Osain, que se sincretiza con San José y San Benito, es el dueño del monte y de las
hierbas. Sin padre ni madre, salió de la tierra como una planta. Por eso se le considera el
dueño de la naturaleza y de todas las plantas, a través de las cuales desarrolla sus poderes
mágicos. Tiene una sola mano, una sola pierna y un solo ojo.
Ochosi (Oshosi), hijo de Yemayá y del yerbero y médico Inle, es un viejo guerrero,
mago y adivino que vive en el monte sentado a la puerta de su ilé, o casa. Magnífico
cazador, es patrón de aquellos que tienen problemas con la justicia y evita que sus
protegidos entren en las prisiones. También protege en las operaciones quirúrgicas.

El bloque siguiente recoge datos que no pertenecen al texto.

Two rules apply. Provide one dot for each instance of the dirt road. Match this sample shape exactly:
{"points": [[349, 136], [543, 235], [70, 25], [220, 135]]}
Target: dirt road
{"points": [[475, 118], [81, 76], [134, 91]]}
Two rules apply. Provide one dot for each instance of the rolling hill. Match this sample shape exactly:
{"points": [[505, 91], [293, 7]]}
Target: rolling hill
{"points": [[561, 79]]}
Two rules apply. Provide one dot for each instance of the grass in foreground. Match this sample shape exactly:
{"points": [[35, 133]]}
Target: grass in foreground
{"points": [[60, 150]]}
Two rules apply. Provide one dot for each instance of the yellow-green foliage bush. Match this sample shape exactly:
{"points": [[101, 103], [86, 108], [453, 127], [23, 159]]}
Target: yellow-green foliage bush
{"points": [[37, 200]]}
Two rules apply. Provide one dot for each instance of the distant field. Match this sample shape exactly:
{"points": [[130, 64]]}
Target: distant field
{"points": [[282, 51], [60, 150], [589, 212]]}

Osun (Ozun) actúa de mensajero de Ofoli y de bastón de Obatalá. Su tarea es recoger y
entregar las ofrendas que se presentan a los orishas.
Orula (Orúmbila), que se sincretiza con San Francisco de Asís, San José de la Montaña
y San Felipe, es según la mitología hijo de Obatalá, hermano de Changó y Oggún y marido
de Ochún. A su alrededor se ha formado todo un complejo religioso que lo singulariza en
relación a los demás orishas. Orula es el gran benefactor de los hombres, su principal
consejero, porque les revela el futuro y les permite influir sobre él. Personifica la sabiduría
y es considerado como gran médico y uno de los dueños de los cuatro vientos. Quien no
obedece sus consejos, sea hombre u orisha, puede ser víctima de los osogbos, la mala
suerte, la desgracia, inducida por Echu. Su poder es tan grande que cuando exige a alguien
que sea su hijo, éste tendrá que abandonar el culto a cualquier otro orisha y dedicarse en
exclusiva a Orula. Es el único orisha que posee los secretos adivinatorios de Ifá y sólo se
comunica a través de sus oráculos, el ekuele y el tablero de Ifá.

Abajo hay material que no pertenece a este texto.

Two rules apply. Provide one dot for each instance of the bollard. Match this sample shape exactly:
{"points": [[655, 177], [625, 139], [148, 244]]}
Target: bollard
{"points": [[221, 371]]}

Oddúa (Oddua, Odudúa, Odduwa), que se sincretiza con Jesucristo y el Santísimo
Sacramento del Altar, representa los misterios de la muerte y todos sus secretos. Como
creador y dador de justicia, es visto como un elemento divino e impersonal. En su origen
fue un rey de Oyó, poderoso reino africano. Se le tiene también por un camino de Obatalá.

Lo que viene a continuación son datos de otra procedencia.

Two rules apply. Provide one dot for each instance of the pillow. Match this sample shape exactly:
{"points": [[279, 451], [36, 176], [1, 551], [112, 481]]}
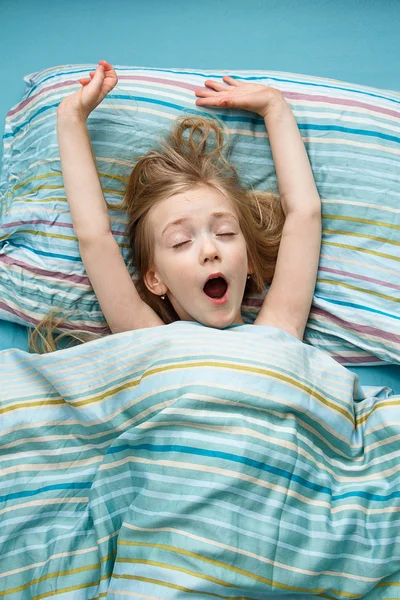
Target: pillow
{"points": [[352, 136]]}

No es un orisha de santeros o sacerdotes menores sino de babalawos. Sus iniciados son de
edad avanzada, inactivos sexualmente[13].
Obatalá, que se sincretiza con la Virgen de las Mercedes, es creador de la tierra y
escultor del ser humano. Es la deidad pura por excelencia, dueña de todo lo blanco, de la
cabeza, de los pensamientos y de los sueños. Hijo de Olofí y Olordumare, fue mandado a la
tierra por Olofí para hacer el bien y para que gobernara aquí como rey. Es misericordioso y
amante de la paz y la armonía. Rige la buena conducta y es capaz de aplacar a su hijo
Changó y a Oggún Areré. Todos los orishas lo respetan. Todos lo buscan como abogado.
No admite que nadie se desnude en su presencia o se profieran frases duras o injuriosas.
Tiene veinticuatro caminos[14].
Yemayá, identificada con la Virgen de Regla, es considerada madre de todos los
orishas, por lo que recibe el nombre de «Madre de la Vida». Es la dueña de las aguas, la
fuente de la vida, y de ella brotan los mares y los ríos y todo lo que alienta y vive sobre la
tierra. Habita preferentemente en la espuma de una ola, y para reverenciarla hay que cruzar
el mar y arrojarle monedas en señal de agradecimiento. «Entre las santas, Yemaya se
distinguirá por sus aires majestuosos»[15]. Fue mujer de Babalú Ayé, de Agayú, de Orula y
de Oggún. Le gusta cazar y manejar el machete. Es indomable y astuta. Sus castigos son
duros y su cólera es terrible pero justiciera. Es amiga de la buena compañía, madre virtuosa,
aunque también es alegre y jovial[16].
Aggayú Solá (Argayu, Agayú), que se sincretiza con San Cristóbal, es el báculo de
Obatalá. Oroiña es su madre. Es el padre de Changó. Simboliza al hombre fuerte y violento.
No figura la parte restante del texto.